C++ Standard Parallelism for HPC Performance Portability
Monday, June 22, 2026 2:00 PM to 6:00 PM · 4 hr. (Europe/Berlin)
Hall X10 - 1st Floor
Tutorial
Compiler and Tools for Parallel ProgrammingParallel Programming LanguagesParallel Numerical Algorithms
Information
In this tutorial, you’ll discover the portable parallelism and concurrency features of the new C++26 standard and learn to accelerate HPC applications on modern, heterogeneous GPU-based systems from all three main vendors (AMD, Intel, NVIDIA), without any non-standard extensions. We’ll show you how to parallelize classic HPC patterns like multi-dimensional loops and reductions, and how to solve common problems like overlapping MPI communication with GPU computation. The material is supplemented with numerous hands-on exercises and illustrative HPC mini-applications. All exercises will be done on cloud GPU-instances directly in your web-browser; no setup required. The tutorial synthesizes practical techniques acquired from our professional experience to show how the C++26 standard programming model applies to real-world HPC workloads, and which thoughts went into implementing and designing the programming model itself. You'll also receive links to additional resources and a preview of upcoming C++ features.
Format
on-site
Targeted Audience
You should attend if you are a researcher, student, developer, or practitioner interested in developing portable HPC applications with C++ to run them on heterogeneous systems.
Beginner Level
40%
Intermediate Level
60%
Prerequesites
The prerequisites for following the tutorial and hands-on exercises are beginner-level MPI and intermediate-level C++ knowledge. Experience with C++11 lambdas and C++98 standard library algorithms is helpful, but we cover both topics as part of the tutorial.
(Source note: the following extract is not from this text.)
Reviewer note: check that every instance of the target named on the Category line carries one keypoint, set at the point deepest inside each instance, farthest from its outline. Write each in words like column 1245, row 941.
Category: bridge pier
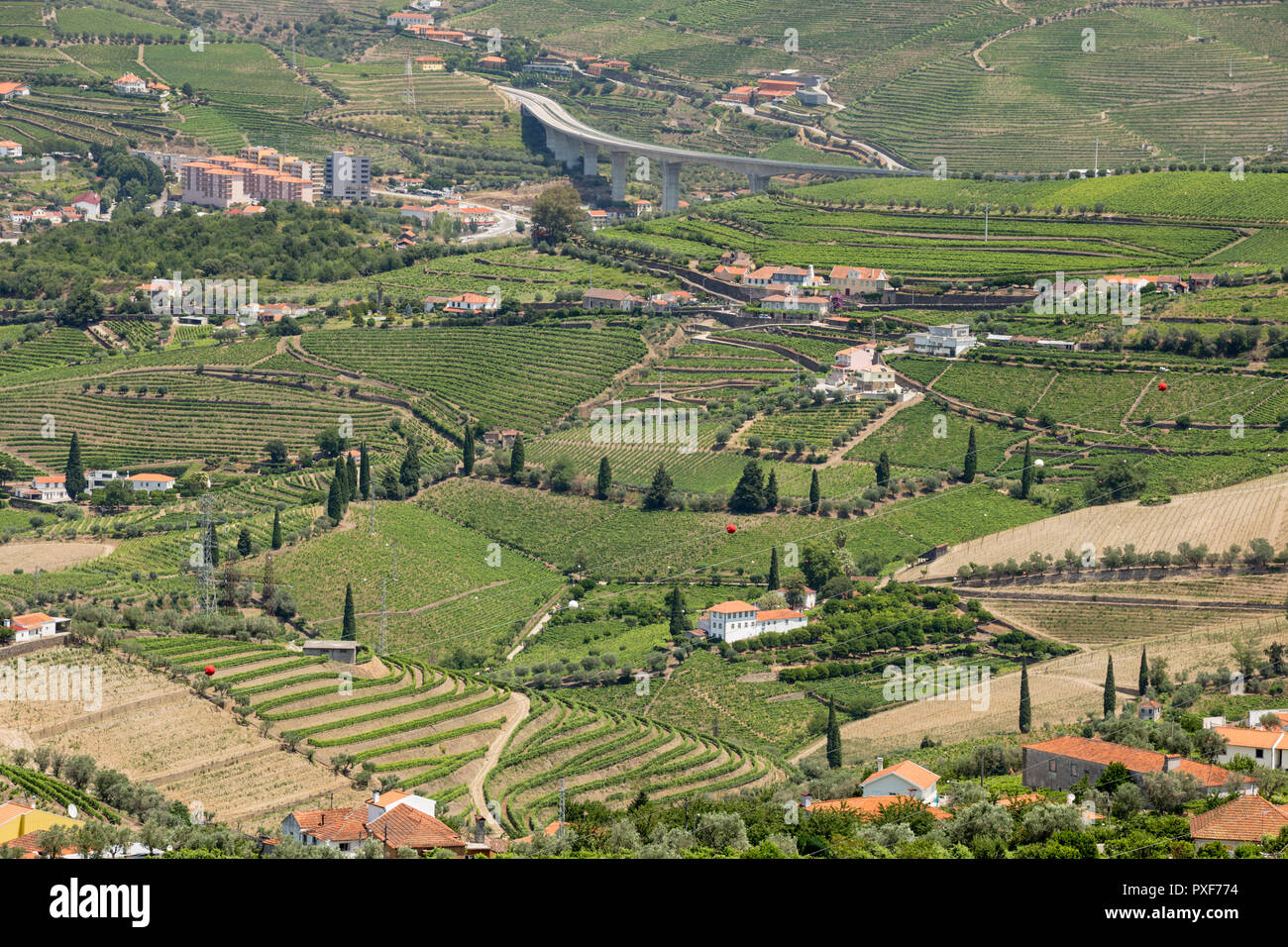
column 670, row 185
column 557, row 142
column 619, row 158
This tutorial is a very hands-on tutorial with multiple exercises following HPC motifs that allow attendees to transfer the techniques and tools demonstrated to an actual HPC mini-application. In all tutorials, we provide attendees with one-click access to heterogeneous systems via the web-browser. The attendees then edit, compile, run, debug and profile their solutions to the exercises online within their web browsers.
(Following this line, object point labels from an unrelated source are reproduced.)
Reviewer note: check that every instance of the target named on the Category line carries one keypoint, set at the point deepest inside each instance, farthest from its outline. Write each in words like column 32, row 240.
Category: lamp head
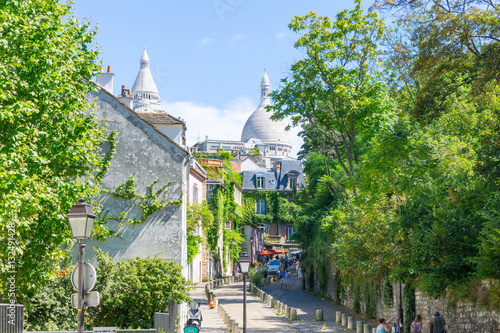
column 81, row 220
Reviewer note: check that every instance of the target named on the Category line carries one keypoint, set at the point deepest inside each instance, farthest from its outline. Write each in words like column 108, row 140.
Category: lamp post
column 251, row 251
column 81, row 221
column 244, row 265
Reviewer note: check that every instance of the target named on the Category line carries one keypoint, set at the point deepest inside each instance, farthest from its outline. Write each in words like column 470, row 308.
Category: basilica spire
column 264, row 86
column 144, row 59
column 144, row 91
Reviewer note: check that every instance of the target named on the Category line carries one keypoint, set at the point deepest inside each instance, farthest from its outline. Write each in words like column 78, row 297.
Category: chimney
column 105, row 80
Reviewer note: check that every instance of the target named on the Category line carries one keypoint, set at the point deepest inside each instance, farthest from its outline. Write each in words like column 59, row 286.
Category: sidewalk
column 211, row 322
column 260, row 317
column 307, row 304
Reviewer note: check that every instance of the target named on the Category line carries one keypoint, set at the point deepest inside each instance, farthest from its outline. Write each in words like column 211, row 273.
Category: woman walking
column 287, row 280
column 416, row 325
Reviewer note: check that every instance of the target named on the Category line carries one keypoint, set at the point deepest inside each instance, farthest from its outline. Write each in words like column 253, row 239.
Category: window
column 260, row 182
column 261, row 207
column 262, row 227
column 210, row 192
column 290, row 230
column 195, row 194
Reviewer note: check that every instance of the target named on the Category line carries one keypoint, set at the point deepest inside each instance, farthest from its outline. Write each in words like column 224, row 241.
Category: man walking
column 437, row 324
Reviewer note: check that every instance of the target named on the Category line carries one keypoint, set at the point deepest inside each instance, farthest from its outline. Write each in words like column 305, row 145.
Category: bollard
column 359, row 326
column 293, row 314
column 319, row 315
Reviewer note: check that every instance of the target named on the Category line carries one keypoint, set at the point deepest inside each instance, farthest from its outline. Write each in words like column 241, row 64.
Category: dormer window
column 260, row 180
Attendees who prefer to run the notebooks on their hardware or any HPC system from the commandline or JupyterHub can do so by following the steps in the GitHub repository that will contain all tutorial materials.
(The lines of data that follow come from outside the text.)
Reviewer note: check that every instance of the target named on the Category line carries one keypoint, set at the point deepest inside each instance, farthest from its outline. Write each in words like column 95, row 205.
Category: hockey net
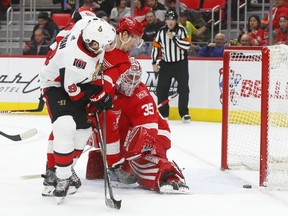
column 255, row 112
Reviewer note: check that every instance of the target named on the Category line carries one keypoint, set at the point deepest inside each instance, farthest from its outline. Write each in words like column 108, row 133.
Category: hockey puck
column 247, row 186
Attendees need a laptop and a web browser that supports javascript web sockets (Firefox, Chrome, Safari, or Edge). A stable internet connection is needed, but for most portions of the tutorial, high bandwidth and low latency are not required, so WiFi should be fine. The exercises that use profiling tools use a web-based remote desktop that needs somewhat higher bandwidth and lower latency for the best experience.